Some of these pages state that the information was pulled from UniProtKB, with some others linking to UniProtKB, whilst others do not make any reference to UniProtKB. We do have to consider that UniProtKB could have pulled this sentence from another location or the sentence was curated elsewhere by chance, albeit unlikely for all cases. Given the sentence appeared in a journal article it is possible this is the source of the sentence, which coincides with the UniProtKB curation protocol.

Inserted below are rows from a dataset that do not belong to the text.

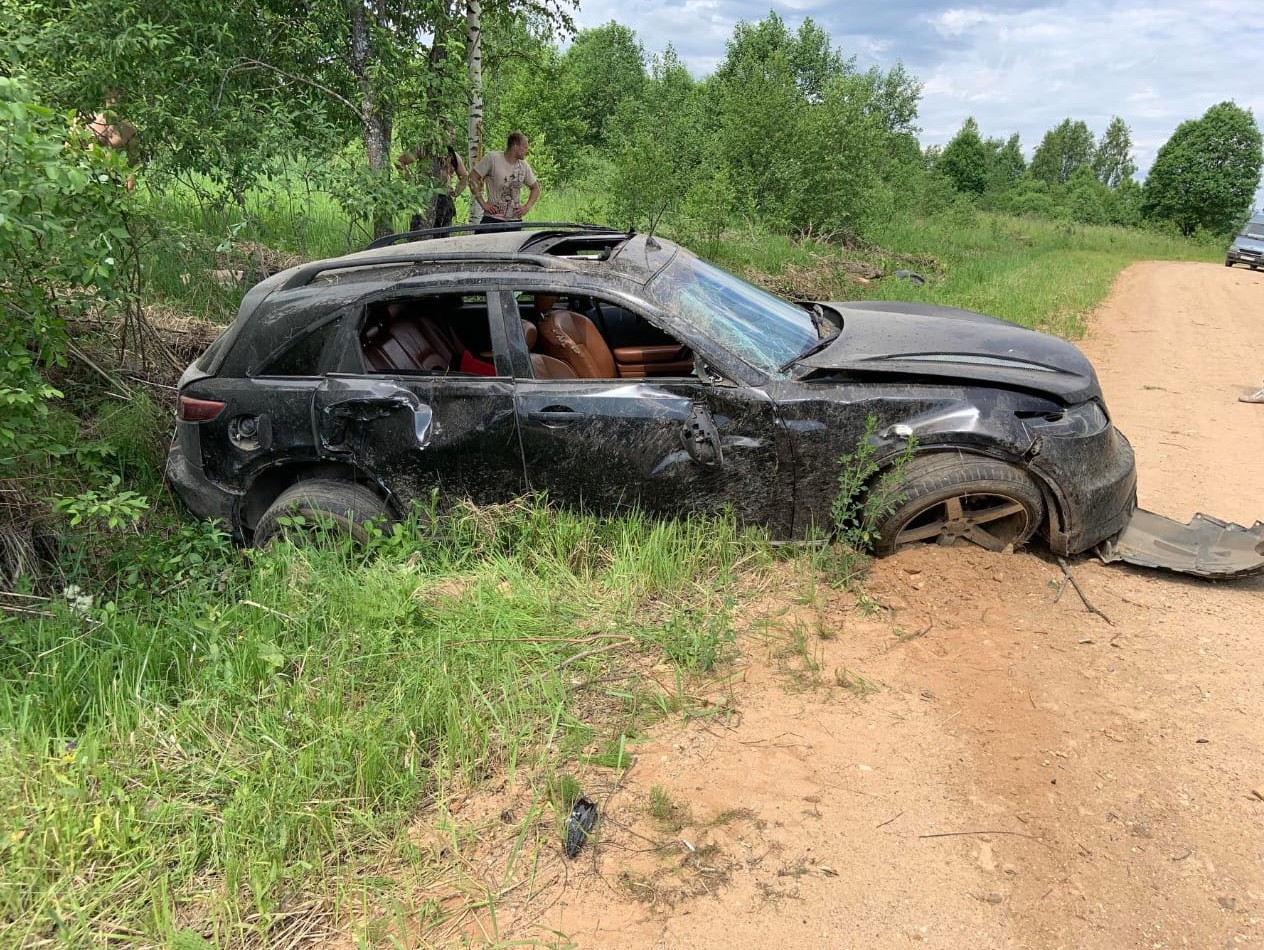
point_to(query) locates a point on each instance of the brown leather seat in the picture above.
(547, 368)
(411, 342)
(574, 339)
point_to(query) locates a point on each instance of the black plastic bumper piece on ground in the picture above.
(1206, 546)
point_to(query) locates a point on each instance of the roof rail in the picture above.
(306, 273)
(487, 228)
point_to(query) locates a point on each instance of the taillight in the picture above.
(190, 409)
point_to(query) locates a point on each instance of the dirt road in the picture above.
(970, 758)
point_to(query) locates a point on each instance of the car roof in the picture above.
(279, 305)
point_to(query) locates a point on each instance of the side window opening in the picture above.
(432, 334)
(305, 355)
(574, 336)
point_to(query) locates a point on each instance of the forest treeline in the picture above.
(788, 133)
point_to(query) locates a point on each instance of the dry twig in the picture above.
(1066, 571)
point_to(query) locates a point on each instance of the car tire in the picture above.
(951, 498)
(348, 505)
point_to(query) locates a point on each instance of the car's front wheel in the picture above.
(944, 499)
(319, 504)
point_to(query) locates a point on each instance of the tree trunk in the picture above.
(374, 115)
(474, 46)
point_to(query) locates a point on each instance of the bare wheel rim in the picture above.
(990, 519)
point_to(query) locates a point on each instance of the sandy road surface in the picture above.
(973, 761)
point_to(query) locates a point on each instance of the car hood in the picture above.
(928, 340)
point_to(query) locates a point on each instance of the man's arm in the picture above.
(531, 198)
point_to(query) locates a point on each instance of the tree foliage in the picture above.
(1063, 150)
(1205, 176)
(967, 161)
(1112, 159)
(62, 238)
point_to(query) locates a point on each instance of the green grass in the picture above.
(1043, 274)
(224, 757)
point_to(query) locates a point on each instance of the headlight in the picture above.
(1078, 421)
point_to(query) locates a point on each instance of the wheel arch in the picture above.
(268, 484)
(1054, 503)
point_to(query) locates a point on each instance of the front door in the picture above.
(666, 445)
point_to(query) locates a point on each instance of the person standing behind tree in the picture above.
(444, 202)
(504, 173)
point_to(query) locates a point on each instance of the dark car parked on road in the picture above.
(613, 369)
(1248, 245)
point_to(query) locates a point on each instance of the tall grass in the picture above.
(1044, 274)
(219, 761)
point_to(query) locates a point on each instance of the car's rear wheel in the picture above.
(946, 499)
(310, 509)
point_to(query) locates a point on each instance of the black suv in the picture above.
(612, 369)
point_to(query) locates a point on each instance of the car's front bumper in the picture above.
(1092, 480)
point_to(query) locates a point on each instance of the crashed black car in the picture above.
(613, 369)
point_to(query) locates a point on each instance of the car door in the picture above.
(668, 445)
(415, 431)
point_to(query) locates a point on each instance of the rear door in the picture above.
(417, 430)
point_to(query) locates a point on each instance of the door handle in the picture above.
(555, 416)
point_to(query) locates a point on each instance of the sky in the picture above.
(1014, 66)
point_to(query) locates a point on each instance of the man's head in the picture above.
(516, 148)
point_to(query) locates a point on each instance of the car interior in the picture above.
(597, 340)
(568, 337)
(440, 334)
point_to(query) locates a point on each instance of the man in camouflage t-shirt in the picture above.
(504, 173)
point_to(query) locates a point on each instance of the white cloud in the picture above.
(1014, 65)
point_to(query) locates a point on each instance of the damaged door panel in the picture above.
(417, 432)
(1206, 546)
(665, 445)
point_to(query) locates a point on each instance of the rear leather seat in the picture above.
(411, 342)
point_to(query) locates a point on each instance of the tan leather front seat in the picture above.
(574, 339)
(547, 368)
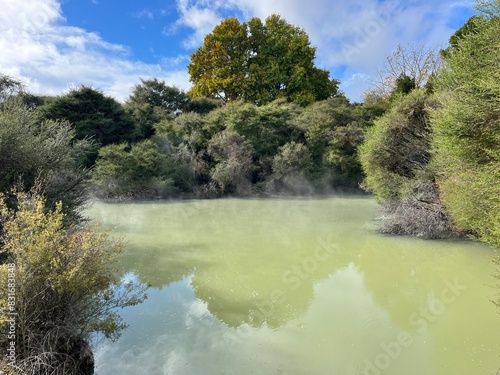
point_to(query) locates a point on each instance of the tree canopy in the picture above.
(259, 62)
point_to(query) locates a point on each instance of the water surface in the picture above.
(296, 286)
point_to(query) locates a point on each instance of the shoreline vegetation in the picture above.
(425, 141)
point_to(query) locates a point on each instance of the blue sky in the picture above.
(54, 45)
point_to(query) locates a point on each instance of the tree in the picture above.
(233, 168)
(259, 62)
(406, 66)
(31, 149)
(395, 158)
(137, 171)
(152, 101)
(93, 115)
(291, 169)
(64, 287)
(466, 146)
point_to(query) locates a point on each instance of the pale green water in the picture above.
(297, 287)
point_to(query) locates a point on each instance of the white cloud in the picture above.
(50, 57)
(358, 33)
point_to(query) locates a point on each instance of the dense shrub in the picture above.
(466, 146)
(64, 288)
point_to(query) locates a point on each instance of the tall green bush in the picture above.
(466, 146)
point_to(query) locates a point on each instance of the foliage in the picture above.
(64, 286)
(395, 158)
(201, 105)
(93, 116)
(397, 148)
(292, 167)
(414, 64)
(466, 147)
(259, 62)
(30, 150)
(232, 173)
(152, 101)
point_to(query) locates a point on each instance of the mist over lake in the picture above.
(296, 286)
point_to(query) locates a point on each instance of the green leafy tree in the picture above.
(137, 171)
(395, 158)
(46, 150)
(233, 169)
(152, 101)
(93, 115)
(291, 169)
(259, 62)
(466, 146)
(65, 287)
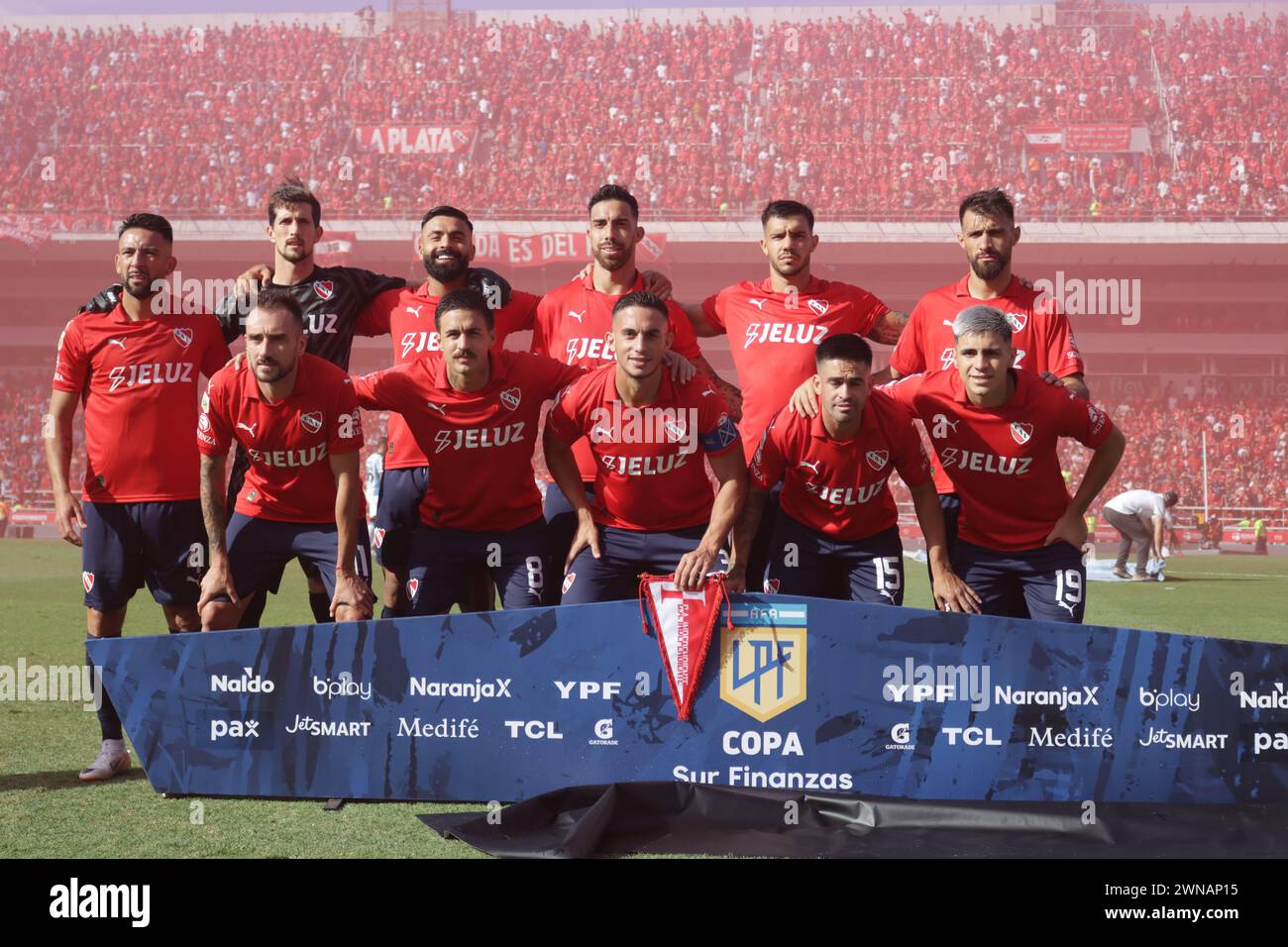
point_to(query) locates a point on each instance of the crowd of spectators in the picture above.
(861, 116)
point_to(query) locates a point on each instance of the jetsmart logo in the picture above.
(936, 684)
(75, 899)
(1077, 296)
(248, 684)
(476, 689)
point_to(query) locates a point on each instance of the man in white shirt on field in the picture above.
(1140, 517)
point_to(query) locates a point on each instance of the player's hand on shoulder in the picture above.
(804, 399)
(104, 300)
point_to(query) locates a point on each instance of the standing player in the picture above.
(141, 519)
(473, 410)
(653, 508)
(837, 530)
(296, 416)
(575, 325)
(408, 316)
(996, 431)
(774, 326)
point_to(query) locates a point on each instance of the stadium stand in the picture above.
(866, 119)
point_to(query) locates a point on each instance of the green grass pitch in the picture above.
(47, 812)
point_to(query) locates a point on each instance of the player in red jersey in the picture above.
(297, 418)
(575, 325)
(774, 326)
(137, 372)
(837, 530)
(475, 408)
(407, 315)
(652, 508)
(996, 431)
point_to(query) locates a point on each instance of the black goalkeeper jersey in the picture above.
(331, 299)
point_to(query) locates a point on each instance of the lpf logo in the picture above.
(763, 660)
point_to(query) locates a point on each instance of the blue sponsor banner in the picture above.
(799, 693)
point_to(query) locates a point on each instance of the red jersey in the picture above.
(575, 325)
(648, 462)
(407, 315)
(288, 444)
(840, 487)
(1039, 334)
(138, 381)
(773, 337)
(1004, 460)
(480, 444)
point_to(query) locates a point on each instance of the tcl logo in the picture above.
(533, 729)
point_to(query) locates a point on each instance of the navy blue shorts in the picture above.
(259, 549)
(128, 544)
(626, 553)
(398, 514)
(561, 527)
(805, 562)
(442, 561)
(1047, 582)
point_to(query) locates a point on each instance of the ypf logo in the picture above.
(763, 661)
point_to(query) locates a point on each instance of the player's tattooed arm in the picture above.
(743, 532)
(58, 457)
(219, 578)
(889, 328)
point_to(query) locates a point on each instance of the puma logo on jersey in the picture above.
(797, 333)
(941, 424)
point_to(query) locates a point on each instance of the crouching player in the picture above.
(996, 431)
(653, 508)
(475, 414)
(297, 419)
(838, 535)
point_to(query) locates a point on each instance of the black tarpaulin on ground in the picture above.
(695, 818)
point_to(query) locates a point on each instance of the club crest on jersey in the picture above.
(1018, 320)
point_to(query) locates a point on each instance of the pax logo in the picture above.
(1021, 432)
(312, 421)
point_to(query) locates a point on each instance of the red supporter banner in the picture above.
(415, 140)
(1098, 138)
(542, 249)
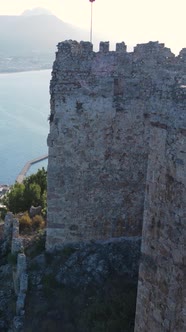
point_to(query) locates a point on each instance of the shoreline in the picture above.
(24, 71)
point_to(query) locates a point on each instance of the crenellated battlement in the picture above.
(145, 51)
(117, 162)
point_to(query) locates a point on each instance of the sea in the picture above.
(24, 111)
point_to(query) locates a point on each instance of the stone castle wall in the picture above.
(117, 159)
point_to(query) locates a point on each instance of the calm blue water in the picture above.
(24, 109)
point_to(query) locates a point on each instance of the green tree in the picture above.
(14, 200)
(31, 192)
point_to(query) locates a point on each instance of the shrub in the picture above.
(38, 222)
(12, 259)
(25, 223)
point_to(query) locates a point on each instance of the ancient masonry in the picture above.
(117, 162)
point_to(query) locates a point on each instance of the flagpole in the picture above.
(91, 24)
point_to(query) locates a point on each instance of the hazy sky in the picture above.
(132, 21)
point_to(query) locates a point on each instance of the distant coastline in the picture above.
(24, 70)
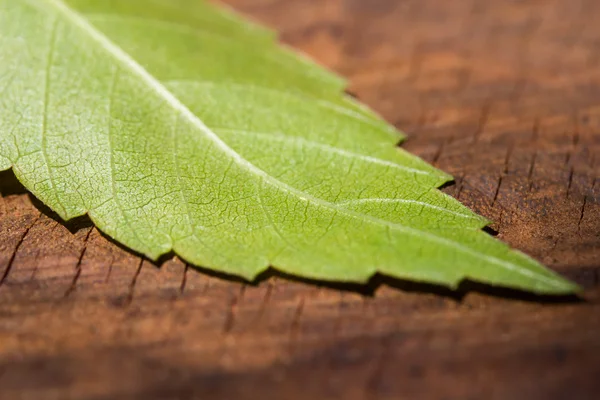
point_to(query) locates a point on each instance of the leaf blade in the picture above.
(168, 196)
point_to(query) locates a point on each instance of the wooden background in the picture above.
(505, 95)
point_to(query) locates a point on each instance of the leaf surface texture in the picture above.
(180, 127)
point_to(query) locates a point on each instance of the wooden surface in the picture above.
(505, 95)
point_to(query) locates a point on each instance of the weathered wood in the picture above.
(504, 95)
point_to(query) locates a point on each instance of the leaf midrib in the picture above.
(160, 89)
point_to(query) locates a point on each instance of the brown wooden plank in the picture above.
(504, 95)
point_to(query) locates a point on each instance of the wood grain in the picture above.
(504, 95)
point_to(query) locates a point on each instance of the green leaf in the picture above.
(179, 127)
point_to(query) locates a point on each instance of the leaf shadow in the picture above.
(10, 186)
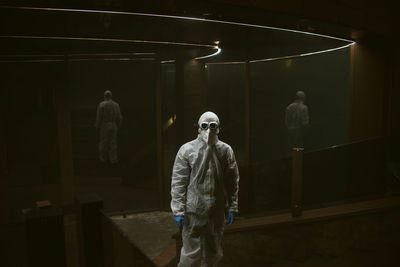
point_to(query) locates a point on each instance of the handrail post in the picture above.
(297, 180)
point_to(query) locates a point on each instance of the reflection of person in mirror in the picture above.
(108, 120)
(204, 190)
(296, 120)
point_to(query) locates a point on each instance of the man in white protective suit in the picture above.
(108, 120)
(204, 188)
(297, 120)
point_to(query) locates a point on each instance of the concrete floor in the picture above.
(151, 232)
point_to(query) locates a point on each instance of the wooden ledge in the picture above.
(316, 214)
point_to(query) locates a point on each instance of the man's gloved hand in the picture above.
(231, 218)
(180, 220)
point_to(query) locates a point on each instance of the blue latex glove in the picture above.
(231, 218)
(180, 220)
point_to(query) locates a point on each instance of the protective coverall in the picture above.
(108, 120)
(296, 120)
(205, 184)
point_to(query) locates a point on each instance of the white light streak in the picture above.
(302, 55)
(350, 42)
(177, 17)
(211, 55)
(168, 61)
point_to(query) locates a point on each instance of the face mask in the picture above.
(209, 136)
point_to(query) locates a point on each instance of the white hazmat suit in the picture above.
(205, 185)
(108, 120)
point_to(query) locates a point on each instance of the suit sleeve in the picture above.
(179, 183)
(233, 180)
(119, 116)
(99, 116)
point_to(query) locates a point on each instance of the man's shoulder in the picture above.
(223, 146)
(189, 144)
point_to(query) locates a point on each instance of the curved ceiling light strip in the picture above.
(105, 40)
(178, 17)
(350, 42)
(211, 55)
(301, 55)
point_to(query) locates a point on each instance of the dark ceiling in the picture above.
(43, 33)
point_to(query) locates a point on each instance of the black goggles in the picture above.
(208, 125)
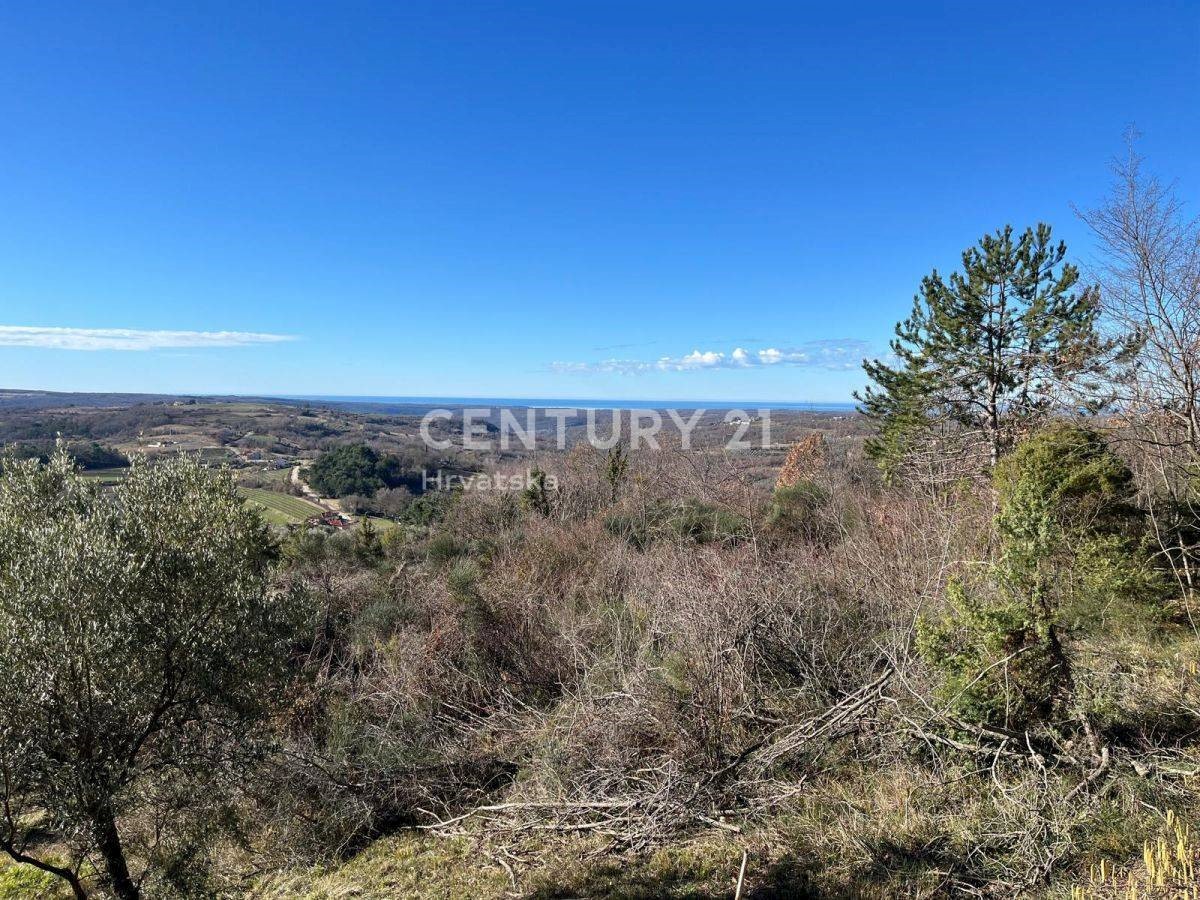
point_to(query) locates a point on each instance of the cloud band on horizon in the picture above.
(127, 339)
(835, 355)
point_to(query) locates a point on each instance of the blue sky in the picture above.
(552, 199)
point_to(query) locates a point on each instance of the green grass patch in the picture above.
(107, 477)
(280, 508)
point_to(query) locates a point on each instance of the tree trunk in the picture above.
(67, 875)
(108, 841)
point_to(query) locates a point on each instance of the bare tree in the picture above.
(1151, 289)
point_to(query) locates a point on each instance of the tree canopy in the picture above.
(990, 352)
(357, 469)
(139, 642)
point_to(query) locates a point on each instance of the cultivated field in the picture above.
(281, 508)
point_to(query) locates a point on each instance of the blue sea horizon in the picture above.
(576, 403)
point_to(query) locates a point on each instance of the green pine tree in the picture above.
(990, 352)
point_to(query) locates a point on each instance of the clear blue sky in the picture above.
(555, 199)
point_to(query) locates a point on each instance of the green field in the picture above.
(280, 508)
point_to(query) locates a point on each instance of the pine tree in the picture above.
(990, 352)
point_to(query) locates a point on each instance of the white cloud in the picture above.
(126, 339)
(834, 355)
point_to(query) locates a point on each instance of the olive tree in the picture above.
(142, 646)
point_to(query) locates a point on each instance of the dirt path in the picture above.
(325, 503)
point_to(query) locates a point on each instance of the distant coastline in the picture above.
(574, 403)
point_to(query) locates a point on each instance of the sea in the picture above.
(570, 403)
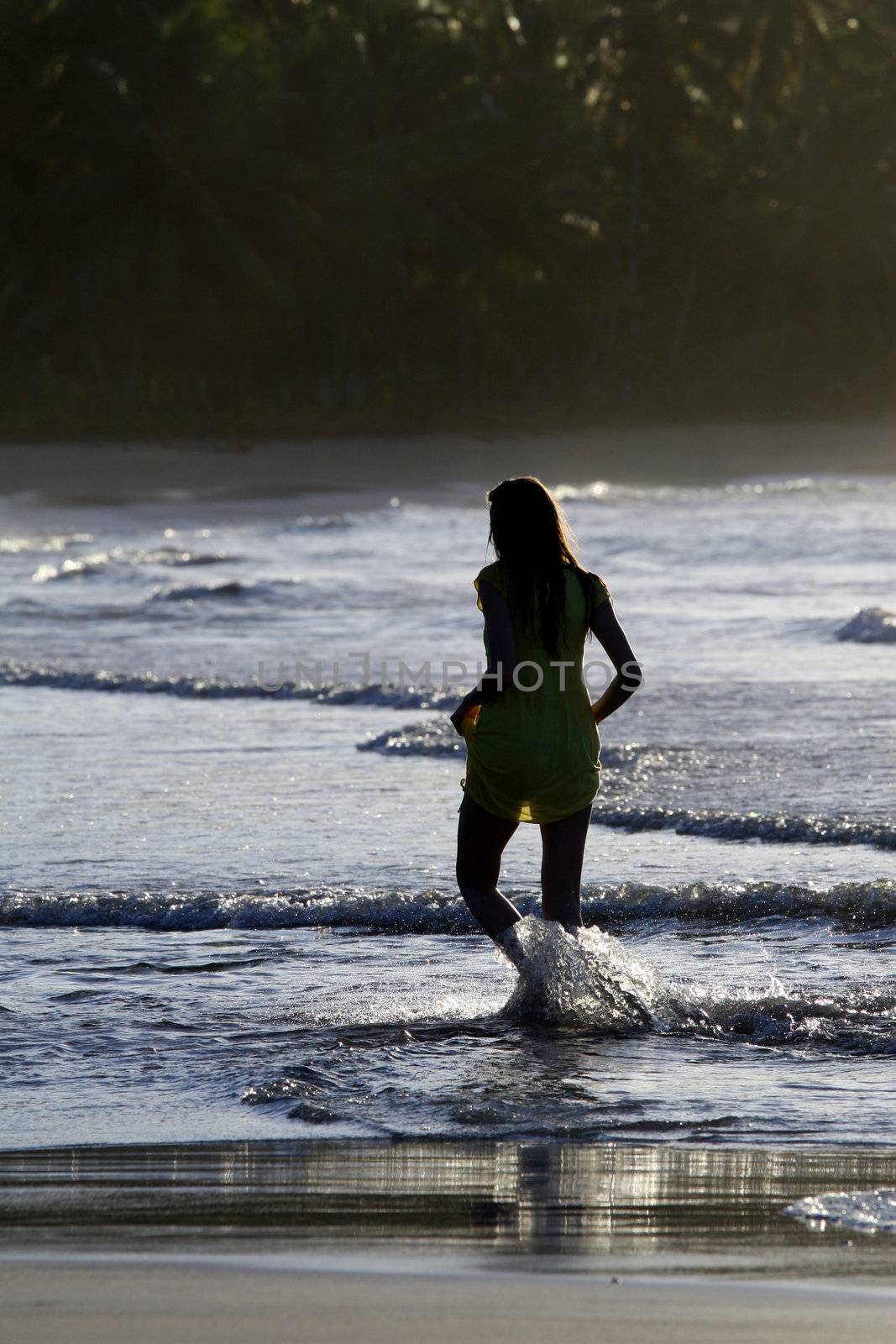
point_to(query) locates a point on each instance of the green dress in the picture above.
(535, 754)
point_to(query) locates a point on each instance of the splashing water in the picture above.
(586, 980)
(862, 1211)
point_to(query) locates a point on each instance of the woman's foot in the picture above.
(512, 948)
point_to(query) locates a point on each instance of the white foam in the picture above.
(587, 980)
(862, 1211)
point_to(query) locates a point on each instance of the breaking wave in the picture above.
(869, 625)
(215, 687)
(860, 1210)
(81, 566)
(851, 905)
(770, 827)
(600, 491)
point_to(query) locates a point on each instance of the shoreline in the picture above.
(472, 1205)
(244, 470)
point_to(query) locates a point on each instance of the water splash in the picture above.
(869, 625)
(586, 980)
(862, 1211)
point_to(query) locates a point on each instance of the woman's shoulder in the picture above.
(593, 585)
(493, 575)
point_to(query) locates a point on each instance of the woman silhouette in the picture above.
(530, 727)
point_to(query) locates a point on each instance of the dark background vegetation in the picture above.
(288, 214)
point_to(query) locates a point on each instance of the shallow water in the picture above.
(231, 914)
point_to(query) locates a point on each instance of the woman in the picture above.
(530, 729)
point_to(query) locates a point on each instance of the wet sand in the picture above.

Being unable to easily tell where the original source of this data isn’t uncommon and highlights one of the major problems we are attempting to address. We know some of the sites pull the data from UniProtKB, and assume those mentioning UniProtKB also do, even if not explicitly stated. This can cause major issues should this annotation be found to have been erroneous. Do these sites do regular checks, either automated or manual, for changes to the original annotation/entry, or would this annotation remain unchanged? This simple example highlights the difficulty with detecting and tracing error propagation and provenance, and its subsequent impact on assessing an annotations quality and correctness.